Grelier neatened his hair. His usually impeccably tidy white bristle-cut showed signs of distress. It was getting to him, Rashmika thought. He was as scared as everyone else, but he could not let it show.

“Saw something?” he echoed.

“Towards the end of the caravan trip,” she said, “after we’d crossed the bridge and were on our way to meet the cathedrals, we passed a huge fleet of machines moving north—excavating equipment, the sort they use to open out the largest scuttler seams. Whatever it was, it was on its way somewhere.”

Grelier’s eyes narrowed. “Nothing strange in that. They’d have been on their way to fix a problem with the Permanent Way before the cathedrals got there.”

“They were moving in the wrong direction for that,” Rashmika said. “And whatever they were doing, the quaestor didn’t want to talk about them. It was as if he’d been given orders to pretend they didn’t exist.”

“This has nothing to do with the dean.”

“But something on that scale could hardly take place without him knowing about it, surely,” Rashmika said. “In fact, he probably authorised it. What do you think it is? A new scuttler excavation he doesn’t want anyone to know about? Something they’ve found that can’t be left to the usual settlement miners?”
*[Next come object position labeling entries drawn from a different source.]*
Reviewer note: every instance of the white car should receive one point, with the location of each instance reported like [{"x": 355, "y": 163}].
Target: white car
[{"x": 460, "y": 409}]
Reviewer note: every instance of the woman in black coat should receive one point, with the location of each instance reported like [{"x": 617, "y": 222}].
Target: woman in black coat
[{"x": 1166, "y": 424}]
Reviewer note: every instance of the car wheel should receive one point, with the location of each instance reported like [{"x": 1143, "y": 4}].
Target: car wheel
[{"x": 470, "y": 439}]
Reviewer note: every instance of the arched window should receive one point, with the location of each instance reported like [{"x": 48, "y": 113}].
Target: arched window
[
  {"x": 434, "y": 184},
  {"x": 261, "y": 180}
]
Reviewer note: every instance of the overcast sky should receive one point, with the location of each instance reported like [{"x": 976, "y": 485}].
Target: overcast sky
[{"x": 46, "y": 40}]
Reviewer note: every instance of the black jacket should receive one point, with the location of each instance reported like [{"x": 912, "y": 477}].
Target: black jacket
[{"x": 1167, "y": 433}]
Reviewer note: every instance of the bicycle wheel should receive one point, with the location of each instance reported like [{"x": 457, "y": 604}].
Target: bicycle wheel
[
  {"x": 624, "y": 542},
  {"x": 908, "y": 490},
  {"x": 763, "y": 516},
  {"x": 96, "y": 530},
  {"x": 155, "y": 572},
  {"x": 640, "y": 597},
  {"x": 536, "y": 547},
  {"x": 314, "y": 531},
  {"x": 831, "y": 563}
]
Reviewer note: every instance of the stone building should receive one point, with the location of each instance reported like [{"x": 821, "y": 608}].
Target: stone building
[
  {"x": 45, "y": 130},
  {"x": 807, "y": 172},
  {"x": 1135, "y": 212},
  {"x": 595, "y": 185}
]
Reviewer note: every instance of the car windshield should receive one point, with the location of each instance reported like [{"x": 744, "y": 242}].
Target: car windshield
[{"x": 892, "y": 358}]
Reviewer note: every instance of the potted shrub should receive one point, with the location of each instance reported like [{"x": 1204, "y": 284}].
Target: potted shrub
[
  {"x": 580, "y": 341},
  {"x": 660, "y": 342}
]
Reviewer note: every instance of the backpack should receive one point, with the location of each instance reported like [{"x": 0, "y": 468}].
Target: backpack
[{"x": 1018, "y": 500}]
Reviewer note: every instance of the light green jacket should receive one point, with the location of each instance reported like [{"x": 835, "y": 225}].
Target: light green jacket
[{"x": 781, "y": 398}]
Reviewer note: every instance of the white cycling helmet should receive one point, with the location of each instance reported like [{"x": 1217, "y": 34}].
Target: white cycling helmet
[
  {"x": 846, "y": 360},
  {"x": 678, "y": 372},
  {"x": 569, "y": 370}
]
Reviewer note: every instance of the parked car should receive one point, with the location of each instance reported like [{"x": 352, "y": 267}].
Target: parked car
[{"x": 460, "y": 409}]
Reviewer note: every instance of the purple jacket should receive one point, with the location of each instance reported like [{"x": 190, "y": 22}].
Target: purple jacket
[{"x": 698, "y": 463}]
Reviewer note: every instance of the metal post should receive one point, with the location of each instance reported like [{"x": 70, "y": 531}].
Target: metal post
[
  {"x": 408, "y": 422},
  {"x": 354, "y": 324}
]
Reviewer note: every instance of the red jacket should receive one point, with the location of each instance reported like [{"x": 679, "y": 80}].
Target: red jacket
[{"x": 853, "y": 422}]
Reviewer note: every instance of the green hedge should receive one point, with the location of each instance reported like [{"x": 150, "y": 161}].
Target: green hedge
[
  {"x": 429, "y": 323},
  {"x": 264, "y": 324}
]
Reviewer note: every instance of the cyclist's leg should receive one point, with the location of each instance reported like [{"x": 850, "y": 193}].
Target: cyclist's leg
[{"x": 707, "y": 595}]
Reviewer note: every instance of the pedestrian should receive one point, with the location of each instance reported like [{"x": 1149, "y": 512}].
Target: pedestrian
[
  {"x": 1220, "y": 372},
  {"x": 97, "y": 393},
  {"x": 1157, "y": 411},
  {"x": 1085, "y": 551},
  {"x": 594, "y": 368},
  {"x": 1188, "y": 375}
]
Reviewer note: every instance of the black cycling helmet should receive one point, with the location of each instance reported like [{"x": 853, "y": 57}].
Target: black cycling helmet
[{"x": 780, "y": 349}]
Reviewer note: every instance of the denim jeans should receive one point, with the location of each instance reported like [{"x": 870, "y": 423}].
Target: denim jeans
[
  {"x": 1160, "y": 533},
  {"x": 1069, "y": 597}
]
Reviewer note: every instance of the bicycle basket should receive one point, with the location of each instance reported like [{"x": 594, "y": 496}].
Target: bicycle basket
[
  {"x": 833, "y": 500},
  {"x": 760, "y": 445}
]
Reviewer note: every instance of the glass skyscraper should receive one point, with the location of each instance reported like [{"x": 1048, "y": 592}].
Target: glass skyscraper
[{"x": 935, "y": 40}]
“I have no idea.” The twitch in the side of his temple had set up camp. “I have no idea and I don’t care. My responsibility is to Bloodwork and the dean’s health. That’s all. I have enough on my plate without worrying about interecumenical conspiracies.” The carriage shuddered to a halt, Grelier shrugging with evident relief. “Well, we’re here, Miss Els. And now, if you don’t mind, it’s my turn to ask the questions.”

“You said it would only take a wee moment.”

He smiled. “Well, that may well have been a wee fib.”